Algorithm::Kruskal - a Raku implementation of Kruskal's Algorithm for constructing a spanning subtree of minimum length

SYNOPSIS

use Algorithm::Kruskal;

my $kruskal = Algorithm::Kruskal.new(vertex-size => 4);

$kruskal.add-edge(0, 1, 2);
$kruskal.add-edge(1, 2, 1);
$kruskal.add-edge(2, 3, 1);
$kruskal.add-edge(3, 0, 1);
$kruskal.add-edge(0, 2, 3);
$kruskal.add-edge(1, 3, 5);

my %forest = $kruskal.compute-minimal-spanning-tree();
%forest<weight>.say; # 3
%forest<edges>.say; # [[1 2] [2 3] [3 0]]

DESCRIPTION

Algorithm::Kruskal is a Raku implementation of Kruskal's Algorithm for constructing a spanning subtree of minimum length

CONSTRUCTOR

my $kruskal = Algorithm::Kruskal.new(%options);

OPTIONS

Sets vertex size.
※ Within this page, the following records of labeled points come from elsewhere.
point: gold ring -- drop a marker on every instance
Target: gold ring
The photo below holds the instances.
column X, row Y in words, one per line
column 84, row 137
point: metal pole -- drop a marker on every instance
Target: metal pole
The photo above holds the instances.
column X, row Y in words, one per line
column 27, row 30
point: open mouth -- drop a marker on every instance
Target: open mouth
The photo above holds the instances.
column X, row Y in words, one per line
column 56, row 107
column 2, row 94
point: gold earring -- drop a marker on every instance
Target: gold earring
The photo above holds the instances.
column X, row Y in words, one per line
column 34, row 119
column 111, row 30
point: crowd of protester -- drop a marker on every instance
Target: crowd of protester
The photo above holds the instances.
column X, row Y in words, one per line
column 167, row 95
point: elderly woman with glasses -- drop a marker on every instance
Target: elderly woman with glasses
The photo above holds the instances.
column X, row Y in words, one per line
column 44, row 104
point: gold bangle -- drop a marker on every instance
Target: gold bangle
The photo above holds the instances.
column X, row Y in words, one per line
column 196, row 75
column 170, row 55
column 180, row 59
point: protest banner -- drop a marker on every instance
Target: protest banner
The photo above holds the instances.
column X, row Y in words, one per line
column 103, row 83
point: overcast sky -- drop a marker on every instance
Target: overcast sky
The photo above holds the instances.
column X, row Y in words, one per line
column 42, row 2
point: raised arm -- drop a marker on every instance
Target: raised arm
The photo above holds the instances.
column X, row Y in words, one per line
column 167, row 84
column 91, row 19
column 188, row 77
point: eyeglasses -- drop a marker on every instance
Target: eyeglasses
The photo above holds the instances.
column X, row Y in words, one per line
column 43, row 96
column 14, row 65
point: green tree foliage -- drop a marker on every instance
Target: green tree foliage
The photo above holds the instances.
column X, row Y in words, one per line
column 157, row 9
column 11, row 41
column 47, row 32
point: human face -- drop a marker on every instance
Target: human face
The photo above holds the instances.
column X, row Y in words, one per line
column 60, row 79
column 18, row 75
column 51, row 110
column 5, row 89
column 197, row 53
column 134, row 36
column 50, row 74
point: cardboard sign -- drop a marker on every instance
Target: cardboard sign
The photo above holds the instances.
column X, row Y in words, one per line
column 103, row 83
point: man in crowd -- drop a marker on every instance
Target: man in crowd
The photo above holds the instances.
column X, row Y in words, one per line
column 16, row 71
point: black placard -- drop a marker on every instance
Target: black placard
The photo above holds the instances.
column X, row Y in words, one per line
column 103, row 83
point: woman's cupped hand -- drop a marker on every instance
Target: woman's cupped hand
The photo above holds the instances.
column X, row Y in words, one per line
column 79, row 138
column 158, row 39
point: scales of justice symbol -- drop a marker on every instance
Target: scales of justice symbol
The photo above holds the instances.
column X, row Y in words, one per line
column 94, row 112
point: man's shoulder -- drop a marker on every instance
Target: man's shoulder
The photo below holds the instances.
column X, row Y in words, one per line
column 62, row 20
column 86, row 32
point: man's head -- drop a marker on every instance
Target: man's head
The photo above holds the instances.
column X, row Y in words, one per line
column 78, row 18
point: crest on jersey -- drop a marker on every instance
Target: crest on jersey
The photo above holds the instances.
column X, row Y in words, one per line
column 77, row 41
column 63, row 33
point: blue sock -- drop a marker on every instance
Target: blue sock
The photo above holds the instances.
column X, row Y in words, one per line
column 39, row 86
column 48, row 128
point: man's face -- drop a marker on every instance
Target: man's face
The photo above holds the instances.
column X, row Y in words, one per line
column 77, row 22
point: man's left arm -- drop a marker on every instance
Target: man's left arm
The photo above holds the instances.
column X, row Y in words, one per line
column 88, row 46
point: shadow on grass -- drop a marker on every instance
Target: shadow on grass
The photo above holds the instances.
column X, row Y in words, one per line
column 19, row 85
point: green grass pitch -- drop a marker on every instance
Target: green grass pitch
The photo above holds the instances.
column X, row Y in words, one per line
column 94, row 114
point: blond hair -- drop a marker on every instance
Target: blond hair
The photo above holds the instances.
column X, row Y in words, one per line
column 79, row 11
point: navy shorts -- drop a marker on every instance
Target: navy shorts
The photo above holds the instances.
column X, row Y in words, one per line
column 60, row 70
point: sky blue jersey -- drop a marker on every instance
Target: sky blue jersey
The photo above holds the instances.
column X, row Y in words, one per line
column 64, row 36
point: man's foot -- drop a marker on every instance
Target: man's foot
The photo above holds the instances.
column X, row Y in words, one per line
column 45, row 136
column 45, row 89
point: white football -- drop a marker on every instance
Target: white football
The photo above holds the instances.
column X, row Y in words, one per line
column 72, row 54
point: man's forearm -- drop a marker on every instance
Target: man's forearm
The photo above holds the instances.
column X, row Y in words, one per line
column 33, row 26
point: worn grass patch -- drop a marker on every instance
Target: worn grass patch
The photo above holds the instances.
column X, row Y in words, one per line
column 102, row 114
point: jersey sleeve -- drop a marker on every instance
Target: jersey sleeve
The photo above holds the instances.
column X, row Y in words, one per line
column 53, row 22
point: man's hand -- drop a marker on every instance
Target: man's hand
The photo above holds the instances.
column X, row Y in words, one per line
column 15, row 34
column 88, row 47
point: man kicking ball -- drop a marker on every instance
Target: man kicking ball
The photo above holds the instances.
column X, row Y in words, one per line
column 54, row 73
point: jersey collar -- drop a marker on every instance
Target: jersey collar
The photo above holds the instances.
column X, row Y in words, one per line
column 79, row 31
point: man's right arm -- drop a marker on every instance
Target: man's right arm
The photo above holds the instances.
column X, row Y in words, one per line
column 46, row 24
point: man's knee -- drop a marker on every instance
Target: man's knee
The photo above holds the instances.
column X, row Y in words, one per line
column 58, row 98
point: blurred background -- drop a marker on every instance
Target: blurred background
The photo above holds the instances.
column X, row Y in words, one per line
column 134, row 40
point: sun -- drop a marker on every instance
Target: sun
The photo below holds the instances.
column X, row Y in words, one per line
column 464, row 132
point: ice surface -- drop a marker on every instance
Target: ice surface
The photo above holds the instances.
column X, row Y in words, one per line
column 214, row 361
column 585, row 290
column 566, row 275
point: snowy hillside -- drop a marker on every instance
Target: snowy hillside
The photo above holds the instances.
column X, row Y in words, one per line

The vertices are numbered from 0 to $vertex-size - 1.

METHODS

add-edge(Int $from, Int $to, Real $weight)

$kruskal.add-edge($from, $to, $weight);

Adds a edge to the graph. $weight is the weight between vertex $from and vertex $to.

compute-minimal-spanning-tree() returns List

my %forest = $kruskal.compute-minimal-spanning-tree();
%forest<edges>.say; # display edges
%forest<weight>.say; # display weight

Computes and returns a minimal spanning tree and its weight.

AUTHOR

titsuki titsuki@cpan.org

COPYRIGHT AND LICENSE

Copyright 2016 titsuki

This library is free software; you can redistribute it and/or modify it under the Artistic License 2.0.

This algorithm is from Kruskal, Joseph B. "On the shortest spanning subtree of a graph and the traveling salesman problem." Proceedings of the American Mathematical society 7.1 (1956): 48-50.